Evening. The storm thundered away until night, and the rain came down in floods. For awhile there was a partial break, which furnished about such a sunset as will be exhibited when the Last Day comes and the universe tumbles together in wreck and ruin. I have never seen anything more spectacular and impressive.
One person is satisfied with the villa, anyway. Jean prefers it to all Europe, save Venice. Jean is eager to get at the Italian tongue again, now, and I see that she has forgotten little or nothing of what she learned of it in Rome and Venice last spring.
I am the head French duffer of the family. Most of the talk goes over my head at the table. I catch only words, not phrases. When Italian comes to be substituted I shall be even worse off than I am now, I suppose.
This reminds me that this evening the German girl said to Livy, "Man hat mir gesagt loss Sie una candella verlaught habe"--unconsciously dropping in a couple of Italian words, you see. So she is going to join the polyglots, too, it appears. They say it is good entertainment to hear her and the butler talk together in their respective tongues, piecing out and patching up with the universal sign-language as they go along. Five languages in use in the house (including the sign-language-hardest-worked of them all) and yet with all this opulence of resource we do seem to have an uncommonly tough time making ourselves understood.
What we lack is a cat. If we only had Germania! That was the most satisfactory all-round cat I have seen yet. Totally ungermanic in the raciness of his character and in the sparkle of his mind and the spontaneity of his movements. We shall not look upon his like again....
Clemens got well settled down to work presently.
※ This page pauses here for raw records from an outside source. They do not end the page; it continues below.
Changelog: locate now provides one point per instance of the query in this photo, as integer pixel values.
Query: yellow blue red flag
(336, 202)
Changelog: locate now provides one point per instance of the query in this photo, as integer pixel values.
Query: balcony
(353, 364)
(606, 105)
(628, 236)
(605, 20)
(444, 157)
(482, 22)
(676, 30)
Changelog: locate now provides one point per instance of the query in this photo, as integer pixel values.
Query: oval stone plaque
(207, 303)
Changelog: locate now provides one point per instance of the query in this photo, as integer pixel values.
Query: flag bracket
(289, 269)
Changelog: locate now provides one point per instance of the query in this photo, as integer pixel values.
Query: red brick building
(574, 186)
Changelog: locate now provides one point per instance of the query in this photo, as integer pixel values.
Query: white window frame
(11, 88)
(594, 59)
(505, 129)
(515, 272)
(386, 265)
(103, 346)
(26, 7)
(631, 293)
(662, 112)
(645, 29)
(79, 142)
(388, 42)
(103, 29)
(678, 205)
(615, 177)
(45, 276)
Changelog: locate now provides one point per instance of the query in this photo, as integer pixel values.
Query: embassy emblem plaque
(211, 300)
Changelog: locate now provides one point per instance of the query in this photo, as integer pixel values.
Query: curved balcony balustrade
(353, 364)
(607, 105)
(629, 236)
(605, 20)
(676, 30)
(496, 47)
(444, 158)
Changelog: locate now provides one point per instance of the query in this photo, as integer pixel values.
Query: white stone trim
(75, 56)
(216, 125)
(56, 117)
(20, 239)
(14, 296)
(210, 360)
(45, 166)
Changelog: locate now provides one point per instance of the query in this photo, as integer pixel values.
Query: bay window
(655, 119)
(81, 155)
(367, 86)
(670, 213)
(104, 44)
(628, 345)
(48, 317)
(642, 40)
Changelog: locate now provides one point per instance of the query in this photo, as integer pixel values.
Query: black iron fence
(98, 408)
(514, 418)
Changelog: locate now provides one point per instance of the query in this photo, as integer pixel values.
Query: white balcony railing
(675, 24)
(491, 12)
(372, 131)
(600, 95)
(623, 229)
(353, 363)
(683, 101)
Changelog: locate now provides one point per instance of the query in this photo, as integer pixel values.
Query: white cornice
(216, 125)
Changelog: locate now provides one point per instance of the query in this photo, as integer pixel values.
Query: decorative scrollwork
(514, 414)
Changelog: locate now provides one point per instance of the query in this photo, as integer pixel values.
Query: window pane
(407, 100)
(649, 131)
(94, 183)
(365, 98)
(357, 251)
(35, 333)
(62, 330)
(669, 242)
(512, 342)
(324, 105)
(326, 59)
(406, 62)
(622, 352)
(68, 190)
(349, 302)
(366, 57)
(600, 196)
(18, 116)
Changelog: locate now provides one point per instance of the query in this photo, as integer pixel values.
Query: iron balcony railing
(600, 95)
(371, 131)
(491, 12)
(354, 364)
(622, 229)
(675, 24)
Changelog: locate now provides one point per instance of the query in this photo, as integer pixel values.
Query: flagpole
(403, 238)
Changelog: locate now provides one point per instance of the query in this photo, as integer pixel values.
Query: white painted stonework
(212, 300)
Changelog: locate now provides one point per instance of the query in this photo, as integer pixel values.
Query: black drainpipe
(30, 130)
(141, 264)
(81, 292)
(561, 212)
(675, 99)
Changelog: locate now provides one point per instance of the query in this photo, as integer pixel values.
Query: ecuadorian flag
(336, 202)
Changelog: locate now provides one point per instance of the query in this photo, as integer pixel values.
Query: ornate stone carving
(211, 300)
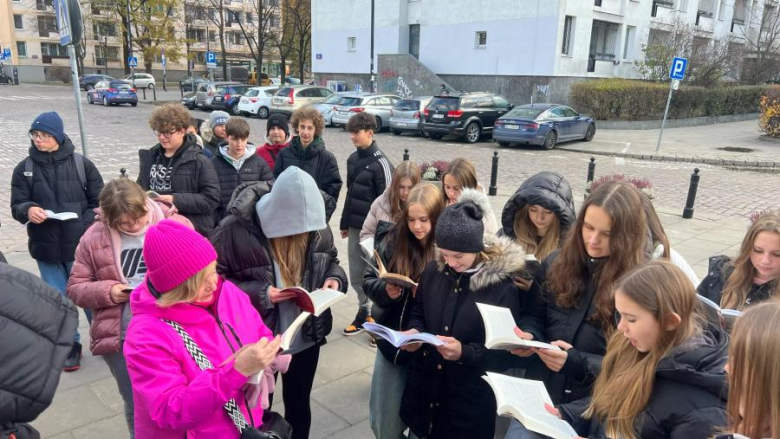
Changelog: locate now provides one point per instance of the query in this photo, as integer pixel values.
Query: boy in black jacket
(368, 174)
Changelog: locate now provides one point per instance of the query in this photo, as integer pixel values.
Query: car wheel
(550, 139)
(473, 132)
(590, 133)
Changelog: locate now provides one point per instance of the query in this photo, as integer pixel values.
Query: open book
(398, 339)
(317, 301)
(500, 330)
(524, 400)
(718, 316)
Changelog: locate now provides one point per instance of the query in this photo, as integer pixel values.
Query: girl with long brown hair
(754, 275)
(405, 248)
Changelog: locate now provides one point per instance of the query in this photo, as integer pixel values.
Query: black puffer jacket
(720, 268)
(368, 175)
(37, 333)
(253, 169)
(245, 259)
(689, 394)
(449, 399)
(55, 187)
(317, 162)
(543, 318)
(194, 183)
(547, 189)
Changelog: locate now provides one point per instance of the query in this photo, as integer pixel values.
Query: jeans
(357, 267)
(56, 274)
(387, 388)
(118, 367)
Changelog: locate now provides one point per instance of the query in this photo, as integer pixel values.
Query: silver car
(378, 105)
(406, 115)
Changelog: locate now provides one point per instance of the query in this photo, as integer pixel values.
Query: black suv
(466, 115)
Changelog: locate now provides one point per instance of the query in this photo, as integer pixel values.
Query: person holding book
(754, 355)
(236, 163)
(368, 175)
(406, 248)
(753, 276)
(109, 264)
(570, 302)
(184, 303)
(276, 237)
(445, 395)
(538, 216)
(307, 152)
(459, 175)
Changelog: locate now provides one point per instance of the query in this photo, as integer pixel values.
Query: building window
(568, 34)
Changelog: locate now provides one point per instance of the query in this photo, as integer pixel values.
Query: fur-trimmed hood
(509, 261)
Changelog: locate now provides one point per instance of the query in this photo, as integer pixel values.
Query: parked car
(257, 101)
(112, 92)
(290, 98)
(406, 115)
(227, 98)
(467, 115)
(87, 82)
(543, 124)
(142, 80)
(190, 83)
(378, 105)
(205, 93)
(326, 107)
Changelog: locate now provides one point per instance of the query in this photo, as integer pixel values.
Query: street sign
(63, 21)
(678, 68)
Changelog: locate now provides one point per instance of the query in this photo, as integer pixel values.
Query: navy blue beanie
(51, 123)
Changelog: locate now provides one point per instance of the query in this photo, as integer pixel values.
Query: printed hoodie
(173, 397)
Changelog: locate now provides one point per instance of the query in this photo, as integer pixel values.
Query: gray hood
(293, 206)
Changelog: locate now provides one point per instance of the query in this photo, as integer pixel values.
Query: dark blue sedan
(543, 124)
(112, 92)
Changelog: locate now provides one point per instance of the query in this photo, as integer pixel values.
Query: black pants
(296, 391)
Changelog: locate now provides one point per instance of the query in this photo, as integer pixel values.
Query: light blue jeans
(387, 388)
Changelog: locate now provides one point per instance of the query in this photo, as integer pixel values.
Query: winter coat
(547, 189)
(547, 321)
(253, 168)
(245, 258)
(720, 268)
(449, 399)
(368, 174)
(97, 269)
(689, 394)
(318, 162)
(380, 212)
(55, 187)
(173, 397)
(194, 183)
(37, 335)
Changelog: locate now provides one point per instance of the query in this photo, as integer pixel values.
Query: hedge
(622, 99)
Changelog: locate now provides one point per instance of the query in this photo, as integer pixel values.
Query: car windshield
(525, 113)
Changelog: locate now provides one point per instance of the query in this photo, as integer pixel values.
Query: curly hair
(308, 113)
(168, 117)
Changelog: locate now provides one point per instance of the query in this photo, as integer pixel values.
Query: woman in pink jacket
(173, 396)
(108, 264)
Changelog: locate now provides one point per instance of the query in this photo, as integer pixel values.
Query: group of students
(637, 359)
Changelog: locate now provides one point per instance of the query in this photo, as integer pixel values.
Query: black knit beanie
(460, 229)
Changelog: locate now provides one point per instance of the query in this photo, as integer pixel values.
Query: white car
(257, 101)
(142, 80)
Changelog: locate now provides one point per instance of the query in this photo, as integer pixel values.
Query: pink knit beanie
(174, 253)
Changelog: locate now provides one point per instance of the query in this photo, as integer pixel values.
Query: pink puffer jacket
(97, 268)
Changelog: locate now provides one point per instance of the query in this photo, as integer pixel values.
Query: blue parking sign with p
(678, 68)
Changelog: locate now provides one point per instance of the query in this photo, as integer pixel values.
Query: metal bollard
(493, 191)
(688, 211)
He found the situation, the climate, the background, entirely suited to literary production, and in a little while he had accomplished more than at any other time since his arrival in Europe. From letters to Mrs. Crane and to Mr. Hall we learn something of his employments and his satisfaction.
VILLA VIVIANI SETTIGNANO, FLORENCE. Oct. 22, '92. DEAR SUE,--We are getting wonted. The open fires have driven away the cold and the doubt, and now a cheery spirit pervades the place. Livy and the Kings and Mademoiselle having been taking their tea a number of times, lately, on the open terrace with the city and the hills and the sunset for company. I stop work, a few minutes, as a rule, when the sun gets down to the hilltops west of Florence, and join the tea-group to wonder and exclaim. There is always some new miracle in the view, a new and exquisite variation in the show, a variation which occurs every 15 minutes between dawn and night. Once early in the morning, a multitude of white villas not before perceived, revealed themselves on the far hills; then we recognized that all those great hills are snowed thick with them, clear to the summit.
The variety of lovely effects, the infinitude of change, is something not to be believed by any who has not seen it. No view that I am acquainted with in the world is at all comparable to this for delicacy, charm, exquisiteness, dainty coloring, and bewildering rapidity of change. It keeps a person drunk with pleasure all the time. Sometimes Florence ceases to be substantial, and becomes just a faint soft dream, with domes and towers of air, and one is persuaded that he might blow it away with a puff of his breath.